Tourist Train (Italian: Treno popolare) is a 1933 Italian comedy film directed by Raffaello Matarazzo and starring Marcello Spada, Lina Gennari and Carlo Petrangeli. The film portrays the comic adventures of a group of summertime travellers. It was shot on the Florence-Rome railway and in Orvieto.

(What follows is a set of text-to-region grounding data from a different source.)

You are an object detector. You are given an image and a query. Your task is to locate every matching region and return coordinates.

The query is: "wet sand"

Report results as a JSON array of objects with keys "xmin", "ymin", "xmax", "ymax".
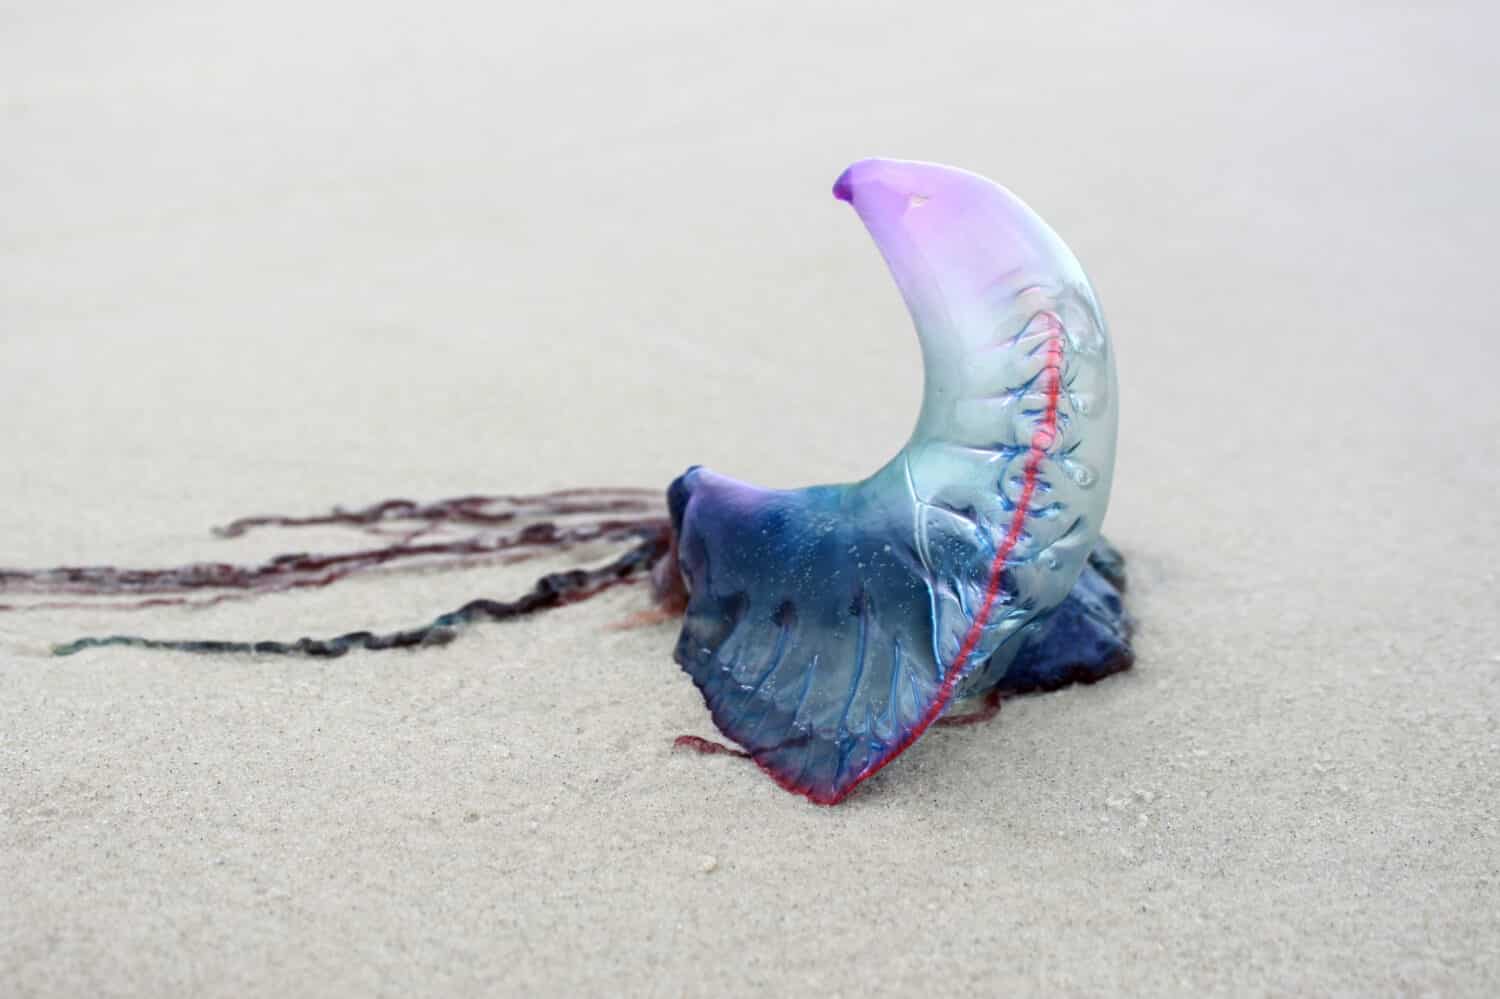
[{"xmin": 3, "ymin": 1, "xmax": 1498, "ymax": 994}]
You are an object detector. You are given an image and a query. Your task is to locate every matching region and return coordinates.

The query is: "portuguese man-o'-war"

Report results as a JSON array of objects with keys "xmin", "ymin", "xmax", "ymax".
[{"xmin": 2, "ymin": 159, "xmax": 1133, "ymax": 805}]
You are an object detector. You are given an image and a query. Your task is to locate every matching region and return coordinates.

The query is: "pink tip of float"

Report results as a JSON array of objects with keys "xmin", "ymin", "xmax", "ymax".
[{"xmin": 832, "ymin": 168, "xmax": 855, "ymax": 203}]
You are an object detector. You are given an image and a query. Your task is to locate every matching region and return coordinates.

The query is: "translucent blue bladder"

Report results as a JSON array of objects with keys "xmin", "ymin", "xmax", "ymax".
[{"xmin": 668, "ymin": 158, "xmax": 1128, "ymax": 804}]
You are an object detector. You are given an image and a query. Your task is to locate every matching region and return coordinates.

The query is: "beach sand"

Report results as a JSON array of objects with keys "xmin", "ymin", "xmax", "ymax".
[{"xmin": 3, "ymin": 1, "xmax": 1497, "ymax": 994}]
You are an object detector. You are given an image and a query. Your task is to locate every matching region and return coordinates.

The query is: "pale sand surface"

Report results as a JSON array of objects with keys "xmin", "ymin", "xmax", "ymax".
[{"xmin": 3, "ymin": 1, "xmax": 1498, "ymax": 994}]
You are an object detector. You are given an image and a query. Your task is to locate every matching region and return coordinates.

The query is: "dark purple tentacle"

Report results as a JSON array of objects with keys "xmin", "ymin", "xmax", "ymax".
[
  {"xmin": 213, "ymin": 488, "xmax": 661, "ymax": 538},
  {"xmin": 53, "ymin": 529, "xmax": 671, "ymax": 658},
  {"xmin": 0, "ymin": 490, "xmax": 669, "ymax": 611},
  {"xmin": 0, "ymin": 489, "xmax": 676, "ymax": 657}
]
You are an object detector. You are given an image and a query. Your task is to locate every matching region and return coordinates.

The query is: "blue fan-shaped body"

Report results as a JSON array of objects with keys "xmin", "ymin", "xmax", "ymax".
[{"xmin": 669, "ymin": 159, "xmax": 1127, "ymax": 804}]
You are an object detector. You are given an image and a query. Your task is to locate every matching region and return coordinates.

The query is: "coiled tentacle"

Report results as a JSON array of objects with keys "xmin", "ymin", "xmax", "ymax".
[
  {"xmin": 51, "ymin": 529, "xmax": 668, "ymax": 658},
  {"xmin": 0, "ymin": 490, "xmax": 670, "ymax": 654}
]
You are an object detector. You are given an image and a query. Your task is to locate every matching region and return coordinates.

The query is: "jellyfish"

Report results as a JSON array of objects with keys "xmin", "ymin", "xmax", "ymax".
[{"xmin": 2, "ymin": 159, "xmax": 1133, "ymax": 805}]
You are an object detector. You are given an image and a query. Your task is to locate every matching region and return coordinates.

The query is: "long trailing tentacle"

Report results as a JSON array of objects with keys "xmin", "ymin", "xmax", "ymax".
[
  {"xmin": 0, "ymin": 487, "xmax": 675, "ymax": 658},
  {"xmin": 51, "ymin": 528, "xmax": 670, "ymax": 658},
  {"xmin": 1, "ymin": 520, "xmax": 663, "ymax": 610},
  {"xmin": 212, "ymin": 488, "xmax": 661, "ymax": 538},
  {"xmin": 0, "ymin": 489, "xmax": 668, "ymax": 612}
]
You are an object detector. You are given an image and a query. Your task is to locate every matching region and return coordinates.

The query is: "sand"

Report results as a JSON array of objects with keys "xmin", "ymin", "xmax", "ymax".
[{"xmin": 3, "ymin": 0, "xmax": 1498, "ymax": 994}]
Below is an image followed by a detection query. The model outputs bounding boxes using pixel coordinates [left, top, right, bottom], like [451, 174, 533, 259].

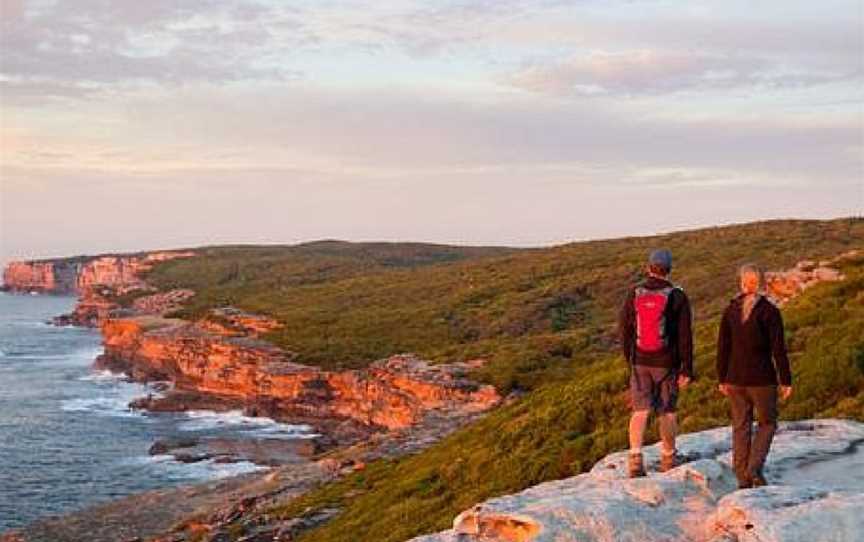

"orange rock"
[98, 319, 501, 431]
[54, 288, 122, 327]
[2, 261, 77, 293]
[208, 307, 283, 336]
[2, 251, 194, 295]
[131, 289, 195, 315]
[765, 258, 846, 306]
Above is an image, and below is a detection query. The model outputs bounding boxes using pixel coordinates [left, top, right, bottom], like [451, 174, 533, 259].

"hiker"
[717, 263, 793, 489]
[619, 249, 694, 477]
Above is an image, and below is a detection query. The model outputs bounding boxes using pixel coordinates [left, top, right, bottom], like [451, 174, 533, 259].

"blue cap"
[648, 249, 673, 271]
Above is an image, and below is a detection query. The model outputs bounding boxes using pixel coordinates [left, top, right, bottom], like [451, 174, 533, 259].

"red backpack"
[633, 286, 675, 352]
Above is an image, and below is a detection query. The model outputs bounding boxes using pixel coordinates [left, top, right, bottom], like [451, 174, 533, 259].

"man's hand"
[780, 385, 793, 401]
[718, 383, 731, 396]
[677, 374, 691, 388]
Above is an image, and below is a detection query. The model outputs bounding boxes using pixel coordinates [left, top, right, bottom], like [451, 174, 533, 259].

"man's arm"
[769, 305, 793, 386]
[618, 288, 635, 363]
[676, 291, 694, 379]
[716, 307, 732, 384]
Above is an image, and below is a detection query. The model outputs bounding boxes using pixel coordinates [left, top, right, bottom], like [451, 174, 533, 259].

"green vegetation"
[275, 245, 864, 542]
[147, 219, 863, 386]
[136, 218, 864, 541]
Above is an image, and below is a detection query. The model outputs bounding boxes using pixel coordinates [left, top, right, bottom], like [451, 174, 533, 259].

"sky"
[1, 0, 862, 267]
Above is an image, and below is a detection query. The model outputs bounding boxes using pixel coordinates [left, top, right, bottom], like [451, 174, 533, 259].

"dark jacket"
[716, 294, 792, 386]
[618, 276, 694, 378]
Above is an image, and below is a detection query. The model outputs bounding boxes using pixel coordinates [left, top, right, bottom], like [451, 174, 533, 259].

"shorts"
[629, 364, 678, 413]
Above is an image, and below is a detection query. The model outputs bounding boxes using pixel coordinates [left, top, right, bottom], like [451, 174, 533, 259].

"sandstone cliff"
[75, 252, 194, 293]
[2, 260, 79, 293]
[97, 316, 501, 432]
[412, 419, 864, 542]
[2, 251, 194, 295]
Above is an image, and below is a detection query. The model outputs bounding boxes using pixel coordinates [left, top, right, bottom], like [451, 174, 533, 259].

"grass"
[128, 217, 864, 541]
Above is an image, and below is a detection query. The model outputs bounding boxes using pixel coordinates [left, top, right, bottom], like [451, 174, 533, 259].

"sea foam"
[177, 409, 318, 439]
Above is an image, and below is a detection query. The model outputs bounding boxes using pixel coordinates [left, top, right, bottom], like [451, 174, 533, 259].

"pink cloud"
[507, 49, 858, 96]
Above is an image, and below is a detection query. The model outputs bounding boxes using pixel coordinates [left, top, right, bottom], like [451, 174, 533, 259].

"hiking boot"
[659, 451, 682, 473]
[737, 477, 753, 490]
[628, 452, 646, 478]
[751, 470, 768, 487]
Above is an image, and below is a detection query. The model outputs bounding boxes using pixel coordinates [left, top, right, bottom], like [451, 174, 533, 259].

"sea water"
[0, 293, 312, 531]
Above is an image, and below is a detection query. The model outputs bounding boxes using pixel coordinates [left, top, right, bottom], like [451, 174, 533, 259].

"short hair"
[648, 263, 670, 277]
[738, 263, 763, 287]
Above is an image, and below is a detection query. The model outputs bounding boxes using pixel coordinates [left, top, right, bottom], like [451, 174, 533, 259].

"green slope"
[134, 217, 864, 542]
[270, 243, 864, 542]
[146, 219, 863, 388]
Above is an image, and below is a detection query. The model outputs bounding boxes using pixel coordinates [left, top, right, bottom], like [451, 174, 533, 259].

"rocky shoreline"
[1, 251, 504, 542]
[1, 462, 330, 542]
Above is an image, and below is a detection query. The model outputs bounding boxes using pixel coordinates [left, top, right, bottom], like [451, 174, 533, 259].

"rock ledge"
[412, 419, 864, 542]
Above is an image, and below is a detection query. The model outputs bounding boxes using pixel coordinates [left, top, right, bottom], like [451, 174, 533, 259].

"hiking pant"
[727, 385, 778, 484]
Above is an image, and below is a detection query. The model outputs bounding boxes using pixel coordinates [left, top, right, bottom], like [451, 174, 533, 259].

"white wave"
[127, 454, 270, 481]
[12, 353, 91, 360]
[60, 395, 142, 418]
[61, 377, 157, 419]
[9, 346, 103, 365]
[77, 369, 128, 383]
[177, 409, 317, 439]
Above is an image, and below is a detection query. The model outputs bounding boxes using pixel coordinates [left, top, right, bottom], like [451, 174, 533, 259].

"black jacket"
[716, 294, 792, 386]
[618, 276, 694, 378]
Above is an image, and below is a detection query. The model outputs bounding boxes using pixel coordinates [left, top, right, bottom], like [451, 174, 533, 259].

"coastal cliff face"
[97, 316, 501, 431]
[75, 256, 147, 292]
[75, 252, 194, 293]
[2, 261, 79, 293]
[2, 251, 194, 295]
[25, 251, 196, 327]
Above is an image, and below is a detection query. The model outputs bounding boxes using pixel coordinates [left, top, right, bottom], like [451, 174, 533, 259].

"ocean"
[0, 293, 311, 532]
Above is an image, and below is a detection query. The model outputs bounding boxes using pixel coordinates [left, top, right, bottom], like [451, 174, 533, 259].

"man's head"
[646, 249, 672, 277]
[738, 263, 763, 295]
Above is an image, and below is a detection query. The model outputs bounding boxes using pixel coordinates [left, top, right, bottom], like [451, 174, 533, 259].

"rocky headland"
[4, 248, 503, 450]
[2, 252, 194, 296]
[2, 249, 505, 542]
[96, 312, 501, 445]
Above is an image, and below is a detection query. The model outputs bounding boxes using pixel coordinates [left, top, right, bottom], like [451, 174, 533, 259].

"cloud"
[506, 49, 862, 96]
[3, 82, 859, 187]
[0, 0, 23, 19]
[3, 1, 861, 103]
[1, 0, 861, 266]
[0, 0, 304, 102]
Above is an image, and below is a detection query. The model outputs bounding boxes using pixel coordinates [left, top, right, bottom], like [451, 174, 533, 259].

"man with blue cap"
[619, 248, 694, 477]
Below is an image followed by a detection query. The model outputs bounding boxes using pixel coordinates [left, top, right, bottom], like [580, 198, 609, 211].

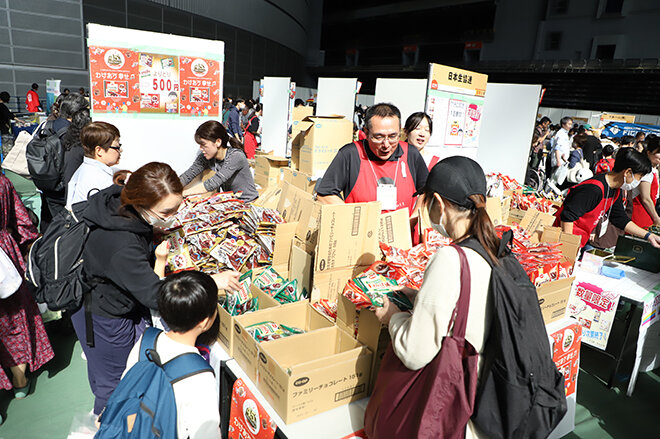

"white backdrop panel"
[316, 77, 357, 120]
[261, 76, 291, 157]
[374, 78, 427, 124]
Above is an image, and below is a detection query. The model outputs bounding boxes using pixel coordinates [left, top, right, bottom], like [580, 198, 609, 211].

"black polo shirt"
[316, 140, 429, 199]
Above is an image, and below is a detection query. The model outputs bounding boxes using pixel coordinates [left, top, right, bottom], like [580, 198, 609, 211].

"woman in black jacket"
[71, 162, 239, 419]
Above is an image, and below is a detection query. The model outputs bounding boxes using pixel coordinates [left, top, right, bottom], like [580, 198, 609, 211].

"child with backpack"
[97, 271, 220, 438]
[595, 144, 616, 174]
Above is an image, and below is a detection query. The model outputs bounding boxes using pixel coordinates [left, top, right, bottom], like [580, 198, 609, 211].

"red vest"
[243, 115, 258, 159]
[554, 178, 621, 247]
[345, 141, 417, 214]
[632, 170, 659, 229]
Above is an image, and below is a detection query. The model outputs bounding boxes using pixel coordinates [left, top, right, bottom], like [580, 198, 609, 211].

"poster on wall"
[89, 46, 140, 113]
[424, 63, 487, 161]
[179, 56, 222, 117]
[89, 45, 222, 116]
[566, 281, 620, 350]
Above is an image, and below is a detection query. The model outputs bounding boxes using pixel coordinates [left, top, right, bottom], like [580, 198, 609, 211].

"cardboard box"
[519, 209, 557, 238]
[537, 277, 575, 324]
[486, 196, 511, 227]
[298, 116, 353, 178]
[507, 208, 526, 225]
[255, 155, 289, 189]
[272, 221, 298, 268]
[233, 301, 334, 382]
[281, 167, 316, 194]
[289, 243, 314, 297]
[253, 185, 283, 210]
[337, 294, 390, 394]
[378, 208, 413, 250]
[295, 198, 322, 254]
[535, 227, 581, 324]
[311, 264, 369, 302]
[276, 183, 314, 223]
[257, 326, 372, 424]
[314, 202, 381, 272]
[217, 285, 280, 356]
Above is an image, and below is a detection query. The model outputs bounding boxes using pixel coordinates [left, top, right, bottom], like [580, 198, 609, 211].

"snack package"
[224, 271, 257, 316]
[245, 321, 304, 343]
[273, 279, 299, 304]
[166, 244, 196, 274]
[253, 267, 287, 297]
[312, 299, 337, 321]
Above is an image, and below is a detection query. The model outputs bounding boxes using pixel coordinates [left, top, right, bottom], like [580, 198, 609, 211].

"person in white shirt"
[374, 156, 499, 439]
[550, 116, 573, 172]
[66, 121, 122, 208]
[124, 271, 220, 439]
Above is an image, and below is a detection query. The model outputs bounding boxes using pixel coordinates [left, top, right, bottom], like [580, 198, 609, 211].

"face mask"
[428, 198, 450, 238]
[621, 173, 641, 191]
[143, 210, 176, 230]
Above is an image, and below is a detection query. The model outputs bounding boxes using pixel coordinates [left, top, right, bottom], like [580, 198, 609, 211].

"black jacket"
[83, 185, 161, 318]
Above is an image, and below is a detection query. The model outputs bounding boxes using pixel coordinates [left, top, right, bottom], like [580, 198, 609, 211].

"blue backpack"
[95, 327, 214, 439]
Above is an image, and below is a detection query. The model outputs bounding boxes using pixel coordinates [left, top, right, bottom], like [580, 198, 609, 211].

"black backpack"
[461, 231, 567, 439]
[25, 200, 91, 313]
[26, 120, 69, 192]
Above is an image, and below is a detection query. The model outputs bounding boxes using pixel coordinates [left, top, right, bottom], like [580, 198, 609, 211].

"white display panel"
[87, 24, 224, 175]
[316, 77, 358, 120]
[374, 78, 427, 124]
[477, 83, 542, 183]
[261, 76, 292, 157]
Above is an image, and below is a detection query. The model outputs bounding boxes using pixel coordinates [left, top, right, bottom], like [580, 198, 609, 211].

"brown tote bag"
[364, 245, 479, 439]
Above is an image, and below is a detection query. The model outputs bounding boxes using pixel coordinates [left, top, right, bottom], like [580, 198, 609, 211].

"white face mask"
[143, 210, 176, 230]
[428, 198, 450, 238]
[621, 172, 641, 191]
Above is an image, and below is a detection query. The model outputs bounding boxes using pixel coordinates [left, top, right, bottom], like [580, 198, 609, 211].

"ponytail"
[113, 170, 132, 186]
[465, 194, 500, 264]
[228, 136, 245, 154]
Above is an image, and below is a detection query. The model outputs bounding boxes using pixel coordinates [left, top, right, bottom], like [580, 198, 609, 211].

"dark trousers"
[40, 192, 65, 233]
[71, 306, 148, 415]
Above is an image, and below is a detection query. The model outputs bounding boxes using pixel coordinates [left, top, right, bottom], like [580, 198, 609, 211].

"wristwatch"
[644, 232, 652, 241]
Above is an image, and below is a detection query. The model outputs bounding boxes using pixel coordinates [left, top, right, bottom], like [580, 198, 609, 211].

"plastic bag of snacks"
[312, 299, 337, 321]
[223, 271, 259, 317]
[245, 321, 305, 343]
[253, 267, 287, 296]
[343, 271, 414, 312]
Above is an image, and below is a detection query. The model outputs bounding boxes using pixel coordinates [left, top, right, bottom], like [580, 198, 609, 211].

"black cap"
[421, 156, 487, 209]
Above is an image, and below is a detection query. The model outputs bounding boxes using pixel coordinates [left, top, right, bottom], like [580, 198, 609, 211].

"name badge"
[377, 184, 397, 211]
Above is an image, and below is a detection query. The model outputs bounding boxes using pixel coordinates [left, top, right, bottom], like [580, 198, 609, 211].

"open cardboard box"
[254, 185, 284, 210]
[277, 183, 314, 223]
[485, 196, 512, 227]
[257, 326, 372, 424]
[378, 208, 413, 250]
[255, 155, 289, 189]
[297, 115, 353, 179]
[217, 285, 280, 356]
[233, 301, 334, 383]
[535, 226, 581, 324]
[519, 209, 557, 239]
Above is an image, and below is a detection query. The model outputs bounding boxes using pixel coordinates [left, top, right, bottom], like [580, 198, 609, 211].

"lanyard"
[367, 155, 400, 186]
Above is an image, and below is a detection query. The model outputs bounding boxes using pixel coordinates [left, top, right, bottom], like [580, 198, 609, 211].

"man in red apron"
[554, 147, 660, 251]
[316, 103, 428, 214]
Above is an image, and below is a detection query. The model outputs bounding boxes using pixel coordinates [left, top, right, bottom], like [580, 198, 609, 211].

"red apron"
[554, 178, 621, 247]
[631, 169, 659, 229]
[345, 141, 417, 214]
[243, 115, 258, 159]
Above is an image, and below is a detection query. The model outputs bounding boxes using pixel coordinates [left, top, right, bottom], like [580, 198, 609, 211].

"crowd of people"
[1, 83, 659, 437]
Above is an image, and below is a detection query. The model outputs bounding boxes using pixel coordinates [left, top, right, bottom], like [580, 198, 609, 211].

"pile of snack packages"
[487, 173, 562, 212]
[162, 192, 285, 275]
[510, 192, 557, 214]
[496, 224, 573, 287]
[335, 229, 452, 319]
[245, 321, 304, 343]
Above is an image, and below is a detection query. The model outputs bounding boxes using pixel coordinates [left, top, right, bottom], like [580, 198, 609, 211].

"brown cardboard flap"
[541, 227, 581, 263]
[295, 198, 322, 253]
[312, 265, 370, 302]
[378, 208, 413, 250]
[276, 183, 314, 223]
[314, 202, 381, 272]
[520, 209, 556, 236]
[272, 222, 298, 267]
[253, 185, 283, 209]
[289, 244, 313, 296]
[292, 106, 314, 122]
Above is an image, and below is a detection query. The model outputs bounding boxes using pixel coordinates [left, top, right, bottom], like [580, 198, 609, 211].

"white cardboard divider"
[316, 77, 358, 120]
[477, 83, 542, 183]
[261, 76, 292, 157]
[374, 78, 427, 124]
[86, 24, 224, 175]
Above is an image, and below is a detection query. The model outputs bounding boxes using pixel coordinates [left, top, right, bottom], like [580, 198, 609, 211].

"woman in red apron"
[243, 104, 261, 160]
[631, 139, 660, 228]
[554, 148, 660, 250]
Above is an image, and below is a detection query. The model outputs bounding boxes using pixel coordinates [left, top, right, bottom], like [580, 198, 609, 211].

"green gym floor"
[0, 322, 657, 438]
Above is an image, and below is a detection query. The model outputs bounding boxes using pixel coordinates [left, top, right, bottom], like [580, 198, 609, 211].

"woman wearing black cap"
[373, 156, 499, 439]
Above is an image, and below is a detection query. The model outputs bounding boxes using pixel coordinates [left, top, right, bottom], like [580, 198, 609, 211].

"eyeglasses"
[108, 144, 122, 151]
[370, 133, 400, 143]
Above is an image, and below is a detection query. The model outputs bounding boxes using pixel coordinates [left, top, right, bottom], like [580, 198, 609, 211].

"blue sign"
[601, 122, 660, 138]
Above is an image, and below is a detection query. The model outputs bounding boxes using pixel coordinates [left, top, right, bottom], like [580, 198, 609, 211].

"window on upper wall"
[545, 32, 563, 51]
[598, 0, 625, 17]
[549, 0, 569, 15]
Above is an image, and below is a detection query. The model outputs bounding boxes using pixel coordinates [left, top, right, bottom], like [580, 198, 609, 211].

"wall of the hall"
[0, 0, 321, 112]
[481, 0, 660, 61]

It was one of a number of films made during the 1930s whose realism pointed in the direction of the later development of Italian neorealism.

==Cast==
- Marcello Spada as Carlo
- Lina Gennari as Lina
- Carlo Petrangeli as Giovanni
- Cesare Zoppetti as un viaggiatore
- Maria Denis as Maria
- Jone Frigerio as viaggiatrice
- Raffaello Matarazzo as direttore di banda
- Giuseppe Pierozzi as Il viaggiatore abusivo
- Gino Viotti as Il signore anziano con papillon
- Umberto Sacripante as Un viaggiatore
- Aldo Frosi as Un viaggiatore
- Giuseppe Ricagno as Un viaggiatore

== Bibliography ==
- Brunetta, Gian Piero. The History of Italian Cinema: A Guide to Italian Film from Its Origins to the Twenty-first Century. Princeton University Press, 2009.